David, Janice, and others.
I won't post again on this topic, I'll let someone else have the last
word(s). I changed the subject line to reflect more accurately what this is
about.
I linked Anabaptism with Arminian views specifically b/c of the Anabaptist
view that the church is those who in a highly visible way freely choose to
become disciples of Christ, at an age when they are mature enough to
understand the magnitude and consequences of their decision. Thus their
view of baptism follows from this.
What they were rejecting at the time was the standard RC view, mirrored in
the churches of the "magisterial" reformation (those reformation churches
that were closely tied to state power, such as the Calvinists, the
Lutherans, and the Anglicans), that princes and kings can impose a specific
creed on their subjects (this led to the Enlightenment view that
church/state separation is needed); and the view that infants should be
baptized since they were already actual members of Christ's body on earth, a
membership confirmed later by their own participation as adults in religious
worship.

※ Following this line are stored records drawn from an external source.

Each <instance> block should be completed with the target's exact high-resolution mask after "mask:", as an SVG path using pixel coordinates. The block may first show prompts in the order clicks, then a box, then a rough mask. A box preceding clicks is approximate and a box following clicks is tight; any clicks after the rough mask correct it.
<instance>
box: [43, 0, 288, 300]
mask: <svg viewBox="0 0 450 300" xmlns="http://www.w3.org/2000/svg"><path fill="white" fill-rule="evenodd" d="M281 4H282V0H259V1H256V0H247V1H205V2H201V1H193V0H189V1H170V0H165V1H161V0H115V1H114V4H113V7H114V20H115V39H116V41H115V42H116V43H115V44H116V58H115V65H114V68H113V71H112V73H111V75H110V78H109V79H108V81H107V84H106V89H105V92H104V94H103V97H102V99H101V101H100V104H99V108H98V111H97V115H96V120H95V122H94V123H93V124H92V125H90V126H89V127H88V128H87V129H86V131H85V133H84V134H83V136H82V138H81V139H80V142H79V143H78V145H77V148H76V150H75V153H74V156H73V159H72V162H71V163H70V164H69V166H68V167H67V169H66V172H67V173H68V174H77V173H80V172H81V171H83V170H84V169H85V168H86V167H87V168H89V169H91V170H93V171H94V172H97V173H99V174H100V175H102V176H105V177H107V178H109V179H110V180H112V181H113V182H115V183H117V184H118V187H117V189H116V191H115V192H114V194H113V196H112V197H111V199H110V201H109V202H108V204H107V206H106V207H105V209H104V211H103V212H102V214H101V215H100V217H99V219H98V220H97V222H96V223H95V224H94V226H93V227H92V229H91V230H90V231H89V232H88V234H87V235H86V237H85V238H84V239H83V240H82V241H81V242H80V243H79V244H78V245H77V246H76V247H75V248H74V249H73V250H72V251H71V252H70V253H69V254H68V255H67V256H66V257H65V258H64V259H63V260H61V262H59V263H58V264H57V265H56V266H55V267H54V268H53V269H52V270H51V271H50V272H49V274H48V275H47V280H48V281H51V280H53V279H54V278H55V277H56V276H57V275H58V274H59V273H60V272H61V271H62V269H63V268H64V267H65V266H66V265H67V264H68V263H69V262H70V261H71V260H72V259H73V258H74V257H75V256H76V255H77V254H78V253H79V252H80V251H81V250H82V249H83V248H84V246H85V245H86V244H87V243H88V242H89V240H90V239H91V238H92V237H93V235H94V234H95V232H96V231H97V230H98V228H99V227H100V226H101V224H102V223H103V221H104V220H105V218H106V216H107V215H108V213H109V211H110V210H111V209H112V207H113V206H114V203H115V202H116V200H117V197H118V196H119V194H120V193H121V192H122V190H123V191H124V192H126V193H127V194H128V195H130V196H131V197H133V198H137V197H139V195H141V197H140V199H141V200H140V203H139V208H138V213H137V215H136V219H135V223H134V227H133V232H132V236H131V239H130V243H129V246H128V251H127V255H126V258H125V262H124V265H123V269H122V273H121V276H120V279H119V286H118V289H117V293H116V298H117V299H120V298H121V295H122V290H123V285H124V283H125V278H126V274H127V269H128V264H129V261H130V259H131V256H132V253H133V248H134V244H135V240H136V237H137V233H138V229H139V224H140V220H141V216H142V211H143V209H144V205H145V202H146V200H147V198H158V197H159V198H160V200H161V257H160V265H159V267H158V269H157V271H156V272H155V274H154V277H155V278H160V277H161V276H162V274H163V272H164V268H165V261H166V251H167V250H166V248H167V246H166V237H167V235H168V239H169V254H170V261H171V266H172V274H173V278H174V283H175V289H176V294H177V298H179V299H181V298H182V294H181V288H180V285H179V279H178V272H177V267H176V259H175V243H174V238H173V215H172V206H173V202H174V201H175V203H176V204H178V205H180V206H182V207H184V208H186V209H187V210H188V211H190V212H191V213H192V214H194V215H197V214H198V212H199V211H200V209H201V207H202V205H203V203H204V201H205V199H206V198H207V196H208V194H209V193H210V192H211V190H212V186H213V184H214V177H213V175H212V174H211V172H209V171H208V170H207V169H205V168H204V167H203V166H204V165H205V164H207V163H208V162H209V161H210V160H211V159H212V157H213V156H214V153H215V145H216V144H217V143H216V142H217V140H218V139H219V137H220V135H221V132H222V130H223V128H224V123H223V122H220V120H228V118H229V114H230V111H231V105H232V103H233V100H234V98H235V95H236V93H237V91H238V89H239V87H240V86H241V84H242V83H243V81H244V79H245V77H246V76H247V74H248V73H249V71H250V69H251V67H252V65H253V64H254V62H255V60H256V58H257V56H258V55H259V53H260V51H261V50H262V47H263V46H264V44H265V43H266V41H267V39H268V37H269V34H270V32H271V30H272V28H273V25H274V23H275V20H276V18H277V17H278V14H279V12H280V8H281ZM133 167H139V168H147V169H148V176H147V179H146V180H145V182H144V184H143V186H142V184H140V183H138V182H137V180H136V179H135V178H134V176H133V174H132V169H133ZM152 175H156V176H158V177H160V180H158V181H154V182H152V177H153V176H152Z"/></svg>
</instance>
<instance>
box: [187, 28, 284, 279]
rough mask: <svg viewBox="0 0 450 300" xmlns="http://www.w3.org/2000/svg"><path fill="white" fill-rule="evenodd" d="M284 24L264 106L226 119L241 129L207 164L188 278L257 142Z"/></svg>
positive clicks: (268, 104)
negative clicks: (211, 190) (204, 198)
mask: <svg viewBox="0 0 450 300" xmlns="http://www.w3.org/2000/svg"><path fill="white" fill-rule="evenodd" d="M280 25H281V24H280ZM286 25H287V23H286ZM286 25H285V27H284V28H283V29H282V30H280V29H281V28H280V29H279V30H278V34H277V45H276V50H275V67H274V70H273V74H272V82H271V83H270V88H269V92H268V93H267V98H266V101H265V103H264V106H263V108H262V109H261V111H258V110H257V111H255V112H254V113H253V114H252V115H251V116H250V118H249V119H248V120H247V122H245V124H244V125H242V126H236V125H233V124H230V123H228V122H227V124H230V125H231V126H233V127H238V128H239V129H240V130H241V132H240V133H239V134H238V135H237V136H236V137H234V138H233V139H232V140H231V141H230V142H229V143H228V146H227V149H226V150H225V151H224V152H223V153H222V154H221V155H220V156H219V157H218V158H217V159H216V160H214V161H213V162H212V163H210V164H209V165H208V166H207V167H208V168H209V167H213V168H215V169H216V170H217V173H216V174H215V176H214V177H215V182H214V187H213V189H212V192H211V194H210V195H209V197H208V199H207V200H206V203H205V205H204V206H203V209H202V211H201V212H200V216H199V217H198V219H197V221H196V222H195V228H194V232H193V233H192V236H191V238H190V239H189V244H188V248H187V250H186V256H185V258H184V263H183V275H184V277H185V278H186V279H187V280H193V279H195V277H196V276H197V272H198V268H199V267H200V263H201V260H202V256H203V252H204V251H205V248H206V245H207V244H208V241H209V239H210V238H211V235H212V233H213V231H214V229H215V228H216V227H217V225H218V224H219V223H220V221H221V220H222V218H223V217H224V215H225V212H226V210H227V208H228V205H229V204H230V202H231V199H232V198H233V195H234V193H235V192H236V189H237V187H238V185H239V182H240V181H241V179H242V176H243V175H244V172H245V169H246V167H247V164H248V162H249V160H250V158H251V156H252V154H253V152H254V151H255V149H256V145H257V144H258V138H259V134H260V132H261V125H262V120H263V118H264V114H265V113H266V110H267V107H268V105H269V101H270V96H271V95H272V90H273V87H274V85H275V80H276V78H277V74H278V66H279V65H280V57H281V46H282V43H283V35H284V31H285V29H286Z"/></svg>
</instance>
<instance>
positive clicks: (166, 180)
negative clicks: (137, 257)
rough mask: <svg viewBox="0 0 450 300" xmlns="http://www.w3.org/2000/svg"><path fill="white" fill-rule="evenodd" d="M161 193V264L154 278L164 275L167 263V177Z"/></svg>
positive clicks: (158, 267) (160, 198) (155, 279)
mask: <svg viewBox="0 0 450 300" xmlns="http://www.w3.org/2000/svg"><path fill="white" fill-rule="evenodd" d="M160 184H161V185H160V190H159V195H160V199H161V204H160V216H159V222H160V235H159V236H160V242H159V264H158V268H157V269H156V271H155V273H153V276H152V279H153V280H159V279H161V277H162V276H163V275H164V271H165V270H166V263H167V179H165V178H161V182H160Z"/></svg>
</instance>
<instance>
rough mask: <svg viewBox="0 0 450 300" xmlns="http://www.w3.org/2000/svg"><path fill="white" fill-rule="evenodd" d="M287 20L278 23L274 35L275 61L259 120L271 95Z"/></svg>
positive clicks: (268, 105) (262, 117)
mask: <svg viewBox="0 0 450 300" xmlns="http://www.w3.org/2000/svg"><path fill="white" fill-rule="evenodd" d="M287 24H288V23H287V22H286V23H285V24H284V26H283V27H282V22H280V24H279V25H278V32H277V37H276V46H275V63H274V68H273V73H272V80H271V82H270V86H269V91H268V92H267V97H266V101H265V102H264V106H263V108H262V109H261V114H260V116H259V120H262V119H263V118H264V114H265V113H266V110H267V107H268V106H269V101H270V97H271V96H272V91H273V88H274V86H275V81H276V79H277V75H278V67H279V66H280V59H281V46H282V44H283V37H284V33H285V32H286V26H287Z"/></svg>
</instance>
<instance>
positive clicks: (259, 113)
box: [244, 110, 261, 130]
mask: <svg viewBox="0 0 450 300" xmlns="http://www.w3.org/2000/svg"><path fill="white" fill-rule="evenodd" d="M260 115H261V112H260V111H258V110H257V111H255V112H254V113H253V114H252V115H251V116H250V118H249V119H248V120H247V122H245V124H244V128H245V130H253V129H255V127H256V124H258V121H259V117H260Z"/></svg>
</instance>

Baptists of reformed leanings (I have heard several outstanding
preachers from this group, which I greatly respect) do indeed as far as I
know take an Anabaptist view of the Eucharist without taking free will
theology. They likewise take adult baptism, obviously, and deny the
validity of state churches.
I simply wanted to do to things in my earlier posts. (1) point out to
Janice the inadquacy of trying to define orthodoxy *simply* from the views
of the majority of Christians in all ages--as important as that really truly
is for defining orthodoxy. (2) show Janice that views I was guessing that
she held herself, might not fit the particular definition. Believer baptism
and a low view of the Eucharist are NOT majority views in Christendom,
either historically or now. Unless perhaps we define Christianity in a
particularly narrow way that denies the most Christians are or have been
Christians.
As I say, I'm not going further with this.